Add byte order mark to a string via StringBuilder
Asked Answered
B

4

5

How can I add a byte order mark to a StringBuilder? (I have to pass a string to another method which will save it as a file, but I can't modify that method).

I tried this:

var sb = new StringBuilder();
sb.Append('\xEF');
sb.Append('\xBB');
sb.Append('\xBF');

But when I view it with hex editor, it adds the following sequence: C3 AF C2 BB C2 BF

The string is huge, so it would be good to do it without back and forth converting to byte array.

Edit: Clarification after questions in comments. I have to pass the string to another method which takes a string and creates a file of it on Azure Blob Storage. I can't modify the other method.

Brakeman answered 10/3, 2014 at 17:7 Comment(3)
Why? The byte order mark isn't needed until you write to a file... The issue you see is because the byte order marks are not Unicode.Prepotency
I have to pass the string to another method which takes a string and creates a file of it on Azure Blob Storage.Brakeman
For anyone that's using File.WriteAllText() - it supports setting the encoding to UTF8 which will add a BOM. See: learn.microsoft.com/en-us/dotnet/api/…Zebulun
D
15

Two options:

  1. Don't include the byte order mark in your text at all... instead use an encoding which will automatically include it
  2. Include it as a character in your StringBuilder:

    sb.Append('\uFEFF'); // U+FEFF is the byte-order mark character
    

Personally I'd go for the first approach normally, but the "I can't modify that method" suggests it may not be an option in your case.

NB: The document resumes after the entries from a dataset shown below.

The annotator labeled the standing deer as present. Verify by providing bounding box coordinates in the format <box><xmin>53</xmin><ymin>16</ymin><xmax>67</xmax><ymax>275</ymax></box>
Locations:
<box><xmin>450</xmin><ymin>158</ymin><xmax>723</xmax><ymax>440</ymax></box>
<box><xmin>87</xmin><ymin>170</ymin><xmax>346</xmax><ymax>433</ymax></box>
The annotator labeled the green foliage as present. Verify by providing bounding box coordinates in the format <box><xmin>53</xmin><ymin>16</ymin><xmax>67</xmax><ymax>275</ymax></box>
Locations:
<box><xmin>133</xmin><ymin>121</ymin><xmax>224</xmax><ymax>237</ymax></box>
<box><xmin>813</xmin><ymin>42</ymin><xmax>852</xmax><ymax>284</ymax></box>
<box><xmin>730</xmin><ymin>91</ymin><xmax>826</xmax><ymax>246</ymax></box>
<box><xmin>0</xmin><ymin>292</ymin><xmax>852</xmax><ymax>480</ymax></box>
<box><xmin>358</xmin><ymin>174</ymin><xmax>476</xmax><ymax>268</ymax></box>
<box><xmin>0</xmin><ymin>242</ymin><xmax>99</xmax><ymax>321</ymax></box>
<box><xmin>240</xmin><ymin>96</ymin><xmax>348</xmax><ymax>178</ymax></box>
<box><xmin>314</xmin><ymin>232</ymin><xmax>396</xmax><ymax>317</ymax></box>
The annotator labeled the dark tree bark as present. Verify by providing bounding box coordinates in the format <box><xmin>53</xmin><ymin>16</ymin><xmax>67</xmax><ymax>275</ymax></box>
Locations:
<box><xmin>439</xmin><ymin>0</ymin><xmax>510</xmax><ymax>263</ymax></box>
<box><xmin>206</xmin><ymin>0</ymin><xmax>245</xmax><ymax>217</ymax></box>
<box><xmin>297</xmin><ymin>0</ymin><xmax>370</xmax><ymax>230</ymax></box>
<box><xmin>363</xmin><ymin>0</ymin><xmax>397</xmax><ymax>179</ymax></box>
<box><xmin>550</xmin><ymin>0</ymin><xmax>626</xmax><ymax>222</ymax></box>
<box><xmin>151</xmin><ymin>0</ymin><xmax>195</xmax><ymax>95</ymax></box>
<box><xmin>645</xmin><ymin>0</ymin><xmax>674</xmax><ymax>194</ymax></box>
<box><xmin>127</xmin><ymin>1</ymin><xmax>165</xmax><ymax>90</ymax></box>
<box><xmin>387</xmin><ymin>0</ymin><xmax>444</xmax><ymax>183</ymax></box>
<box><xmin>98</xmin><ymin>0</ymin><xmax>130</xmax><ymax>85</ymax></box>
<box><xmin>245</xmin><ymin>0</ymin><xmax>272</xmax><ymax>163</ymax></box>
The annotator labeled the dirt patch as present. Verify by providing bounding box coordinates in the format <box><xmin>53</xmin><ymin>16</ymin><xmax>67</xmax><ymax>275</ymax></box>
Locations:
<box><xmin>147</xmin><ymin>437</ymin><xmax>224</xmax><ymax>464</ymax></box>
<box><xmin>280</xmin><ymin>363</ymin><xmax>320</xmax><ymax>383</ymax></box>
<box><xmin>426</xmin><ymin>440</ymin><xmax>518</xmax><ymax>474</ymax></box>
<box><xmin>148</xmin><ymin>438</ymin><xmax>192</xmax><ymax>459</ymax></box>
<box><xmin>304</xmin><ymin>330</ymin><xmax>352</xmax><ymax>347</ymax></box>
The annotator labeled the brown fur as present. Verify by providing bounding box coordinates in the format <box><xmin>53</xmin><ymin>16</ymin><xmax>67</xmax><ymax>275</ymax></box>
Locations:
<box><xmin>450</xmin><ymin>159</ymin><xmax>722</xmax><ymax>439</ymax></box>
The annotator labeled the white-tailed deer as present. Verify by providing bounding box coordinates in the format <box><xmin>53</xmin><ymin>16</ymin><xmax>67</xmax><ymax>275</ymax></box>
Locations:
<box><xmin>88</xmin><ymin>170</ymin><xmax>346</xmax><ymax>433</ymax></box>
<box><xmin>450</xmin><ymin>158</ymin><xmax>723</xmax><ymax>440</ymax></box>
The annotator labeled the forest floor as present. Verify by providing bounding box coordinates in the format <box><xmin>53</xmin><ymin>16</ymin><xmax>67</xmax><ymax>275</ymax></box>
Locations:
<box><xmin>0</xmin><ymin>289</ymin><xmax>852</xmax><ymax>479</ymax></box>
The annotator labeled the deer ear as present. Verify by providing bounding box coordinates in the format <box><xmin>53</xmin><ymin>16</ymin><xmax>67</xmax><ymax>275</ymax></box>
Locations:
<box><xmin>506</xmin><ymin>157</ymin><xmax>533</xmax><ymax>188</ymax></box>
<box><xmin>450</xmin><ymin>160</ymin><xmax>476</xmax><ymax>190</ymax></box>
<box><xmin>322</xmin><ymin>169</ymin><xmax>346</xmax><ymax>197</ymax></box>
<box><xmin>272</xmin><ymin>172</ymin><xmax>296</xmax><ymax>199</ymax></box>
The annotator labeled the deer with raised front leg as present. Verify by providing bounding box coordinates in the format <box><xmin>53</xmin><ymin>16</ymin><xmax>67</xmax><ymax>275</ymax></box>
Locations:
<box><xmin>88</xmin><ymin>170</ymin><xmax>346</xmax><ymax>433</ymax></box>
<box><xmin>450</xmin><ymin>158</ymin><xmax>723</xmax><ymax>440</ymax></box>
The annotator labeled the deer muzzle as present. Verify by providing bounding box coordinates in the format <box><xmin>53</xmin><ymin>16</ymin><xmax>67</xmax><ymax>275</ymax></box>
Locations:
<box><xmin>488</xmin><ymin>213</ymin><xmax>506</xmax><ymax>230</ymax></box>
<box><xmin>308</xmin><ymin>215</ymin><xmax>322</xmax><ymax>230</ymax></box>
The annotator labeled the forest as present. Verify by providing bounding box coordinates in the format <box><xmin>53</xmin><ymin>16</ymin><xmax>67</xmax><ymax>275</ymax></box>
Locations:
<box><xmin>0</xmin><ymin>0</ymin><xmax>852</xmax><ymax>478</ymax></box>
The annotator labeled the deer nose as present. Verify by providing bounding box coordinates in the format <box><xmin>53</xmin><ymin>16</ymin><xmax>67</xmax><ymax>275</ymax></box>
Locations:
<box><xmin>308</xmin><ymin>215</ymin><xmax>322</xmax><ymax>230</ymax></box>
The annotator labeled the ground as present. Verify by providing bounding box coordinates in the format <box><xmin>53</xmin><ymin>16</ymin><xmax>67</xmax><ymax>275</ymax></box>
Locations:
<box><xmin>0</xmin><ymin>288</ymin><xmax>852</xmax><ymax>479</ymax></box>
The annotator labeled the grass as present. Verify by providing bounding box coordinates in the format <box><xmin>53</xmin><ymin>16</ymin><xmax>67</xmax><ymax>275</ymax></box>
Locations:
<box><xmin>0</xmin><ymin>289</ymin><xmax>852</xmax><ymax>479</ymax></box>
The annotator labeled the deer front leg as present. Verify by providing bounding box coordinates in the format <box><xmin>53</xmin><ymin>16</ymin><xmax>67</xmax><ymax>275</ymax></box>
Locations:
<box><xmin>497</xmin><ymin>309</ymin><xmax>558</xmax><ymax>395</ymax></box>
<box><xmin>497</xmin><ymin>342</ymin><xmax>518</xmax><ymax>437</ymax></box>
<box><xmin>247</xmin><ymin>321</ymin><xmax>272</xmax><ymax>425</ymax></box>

Decigram answered 10/3, 2014 at 17:13 Comment(1)
Thank you. Yes, you are right, I'd go for the first one normally, but I'm taking this approach beacuse I have to pass the string to another method which takes a string and creates a file of it on Azure Blob Storage.Brakeman
P
8

Byte-order marks are to inform readers of a file that the file is of a particular encoding. As such, you should only need the byte-order marks (BOM) in the actual file. If you want to include BOM in a text file you're writing, simply use StreamWriter to write to the file. For example:

using(var writer = new StreamWriter(stream, System.Text.Encoding.UTF8))
{
    writer.Write(sb.ToString);
}

If you don't want BOM with UTF-8:

using(var writer = new StreamWriter(stream))
{
    writer.Write(sb.ToString());
}

Or if you want different BOM:

using(var writer = new StreamWriter(stream, System.Text.Encoding.UTF16))
{
    writer.Write(sb.ToString);
}

Update:

If you wanted to be coupled from the implementation detail of a BOM or a BOM of a particular encoding (i.e. could change at runtime or after deployment) but still wanted to pass a BOM-marked string, you could do something like this (assumes .NET 4.5):

var stream = new MemoryStream();
var encoding = Encoding.UTF8; // TODO: configurize this, if necessary
using(var writer = new StreamWriter(stream, encoding, 1024, true))
{
    writer.Write(sb.ToString());
}
CantModifyButMustUseThis(encoding.GetString(stream.ToArray());
Prepotency answered 10/3, 2014 at 17:20 Comment(7)
I am aware what BOM is for. However, as I mentioned in my question, I must pass it to another method (which takes a string and creates a file of it on Azure Blob Storage), that's why I am taking this approach.Brakeman
This is misleading. For example, with UTF-8 and StreamWriter, if you leave out the encoding constructor argument entirely or if you use new UTF8Encoding() as the argument, then UTF-8 without the byte-order-mark is produced. On the other hand, if you specify the argument as Encoding.UTF8 or as new UTF8Encoding(true) you get UTF-8 with BOM. This is a bit of a gotcha, actually. So your first example is wrong.Jahvist
@JeppeStigNielsen Yes, you are correct. I've modified by answer.Prepotency
@user2270404 The stream used by StreamWriter does not need to be a file stream.Prepotency
@Peter Ritchie: I understand, but how can I pass the output of your solution to CantModifyButMustUseThis(string content) ?Brakeman
@user2270404 I've added an update to the answer; but, I would push hard to use a stream in methods like this. e.g. what if the string was too large to fit in memory?Prepotency
There is no Encoding.UTF16 in dotnet core, use Encoding.Unicode instead.Ganesa
C
1

IIRC (and not certain that I do), BOM gets added when you convert to byte using one of the relevant Unicode Encoders. I believe some of UnicodeEncoding's constructors take a bool that control if to add BOM. For example, calling the constructor public UnicodeEncoding (bool bigEndian, bool byteOrderMark); and setting the argument byteOrderMark to true should cause BOM to be emitted during serialization of your string.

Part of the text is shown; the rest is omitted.